City Council’s BLAC Caucus Happy With Jefferson Statue Removal

New York City Council's Black, Latino and Asian Caucus

Photos: Twitter

The following statement was released by the New York City Council’s Black, Latino and Asian Caucus regarding the removal and relocation of the Thomas Jefferson statue from City Hall:

“For the first time since Adam Clayton Powell, Jr. became the first Black New York City Council Member in 1941, and forty-seven years after Mary Pinkett was elected the first such woman member in 1974, our Caucus entered Council Chambers to conduct the people’s business free of the spectre of Thomas Jefferson.

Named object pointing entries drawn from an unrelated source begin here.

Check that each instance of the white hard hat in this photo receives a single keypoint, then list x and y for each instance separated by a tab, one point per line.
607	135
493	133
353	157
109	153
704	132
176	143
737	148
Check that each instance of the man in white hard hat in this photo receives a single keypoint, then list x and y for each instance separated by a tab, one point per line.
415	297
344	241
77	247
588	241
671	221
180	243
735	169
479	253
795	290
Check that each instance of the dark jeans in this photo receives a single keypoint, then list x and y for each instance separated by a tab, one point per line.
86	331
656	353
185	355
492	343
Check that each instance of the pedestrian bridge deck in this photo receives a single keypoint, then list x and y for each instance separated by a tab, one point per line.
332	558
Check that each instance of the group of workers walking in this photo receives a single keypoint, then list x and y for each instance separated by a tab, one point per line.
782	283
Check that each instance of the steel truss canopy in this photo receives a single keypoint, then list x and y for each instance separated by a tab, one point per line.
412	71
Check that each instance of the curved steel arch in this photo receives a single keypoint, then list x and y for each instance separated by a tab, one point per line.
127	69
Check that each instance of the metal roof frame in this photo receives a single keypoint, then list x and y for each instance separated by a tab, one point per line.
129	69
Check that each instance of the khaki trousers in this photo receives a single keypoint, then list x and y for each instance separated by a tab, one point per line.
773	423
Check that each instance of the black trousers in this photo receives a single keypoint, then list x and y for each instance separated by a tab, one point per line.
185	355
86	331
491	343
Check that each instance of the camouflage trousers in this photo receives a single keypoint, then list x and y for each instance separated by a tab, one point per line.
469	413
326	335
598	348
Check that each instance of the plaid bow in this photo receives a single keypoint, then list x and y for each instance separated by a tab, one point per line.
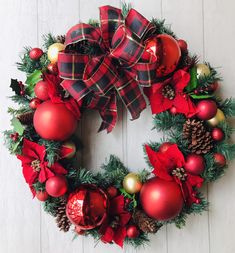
122	66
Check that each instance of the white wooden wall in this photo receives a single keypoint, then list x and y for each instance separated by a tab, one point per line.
209	28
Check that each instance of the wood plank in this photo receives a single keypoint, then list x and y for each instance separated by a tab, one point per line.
57	17
185	18
20	215
219	51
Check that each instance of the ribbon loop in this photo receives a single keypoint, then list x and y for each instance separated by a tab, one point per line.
120	66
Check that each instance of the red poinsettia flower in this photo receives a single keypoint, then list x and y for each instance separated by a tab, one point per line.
170	93
114	228
169	165
34	165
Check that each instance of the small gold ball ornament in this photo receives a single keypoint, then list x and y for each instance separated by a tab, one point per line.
54	50
219	117
68	150
202	70
132	183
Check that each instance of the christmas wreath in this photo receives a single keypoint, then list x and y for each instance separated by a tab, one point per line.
127	57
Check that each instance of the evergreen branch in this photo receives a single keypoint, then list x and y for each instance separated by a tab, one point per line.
48	40
52	150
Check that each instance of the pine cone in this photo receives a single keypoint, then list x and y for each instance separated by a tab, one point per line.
60	39
145	223
200	140
61	218
26	118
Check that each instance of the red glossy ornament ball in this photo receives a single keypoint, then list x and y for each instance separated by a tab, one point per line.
52	68
54	121
42	195
160	199
183	45
56	186
87	207
168	53
217	134
41	90
164	147
112	191
132	231
206	109
34	103
220	159
194	164
35	53
173	110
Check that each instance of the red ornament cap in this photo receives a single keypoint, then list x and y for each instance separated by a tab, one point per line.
35	53
87	207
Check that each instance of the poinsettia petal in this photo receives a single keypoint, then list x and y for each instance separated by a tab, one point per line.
107	237
184	105
32	190
119	236
25	159
117	205
58	168
181	78
29	174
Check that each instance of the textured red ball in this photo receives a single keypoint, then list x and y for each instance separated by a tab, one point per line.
164	147
194	164
206	109
56	186
87	207
35	53
42	195
217	134
183	45
41	90
173	110
34	103
132	231
167	51
54	121
160	199
219	159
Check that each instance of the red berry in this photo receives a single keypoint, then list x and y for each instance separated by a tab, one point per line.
42	195
35	53
217	134
34	103
132	231
52	68
183	45
164	147
112	192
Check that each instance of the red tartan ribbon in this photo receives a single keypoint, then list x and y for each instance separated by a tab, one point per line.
121	68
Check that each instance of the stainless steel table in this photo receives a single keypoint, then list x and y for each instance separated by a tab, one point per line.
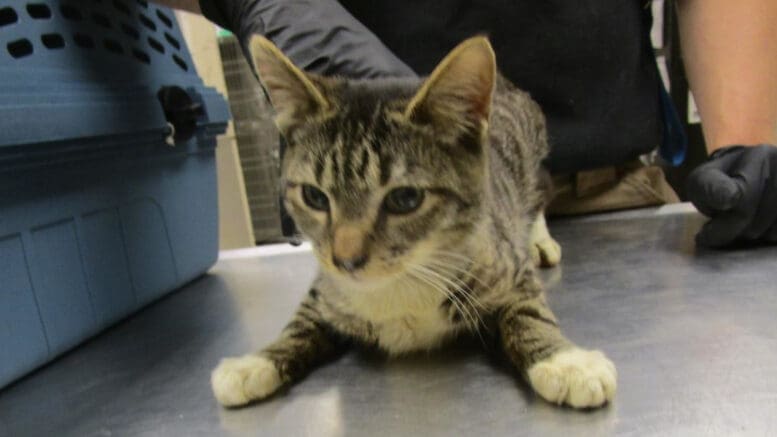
693	333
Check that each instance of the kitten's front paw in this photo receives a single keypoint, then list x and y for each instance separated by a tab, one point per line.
576	377
238	381
545	251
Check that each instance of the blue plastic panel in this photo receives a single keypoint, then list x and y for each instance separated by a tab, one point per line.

“This occasion serves as a long overdue affirmation of our sovereignty in deciding what symbols and imagery are worthy of prominent display in the place where we work to serve the interests of more than 8 million New Yorkers, including over five million New Yorkers of color.

“For those of us who are descendants of the African diaspora or empathize with America’s Indigenous Peoples, the statue’s presence amounted to little more than a taunt. Finally, after being saddled for two decades with the unwelcome burden of providing context to Thomas Jefferson’s dueling legacies as a Founding Father and practitioner of chattel slavery, that responsibility now resides, appropriately, with the New York Historical Society.”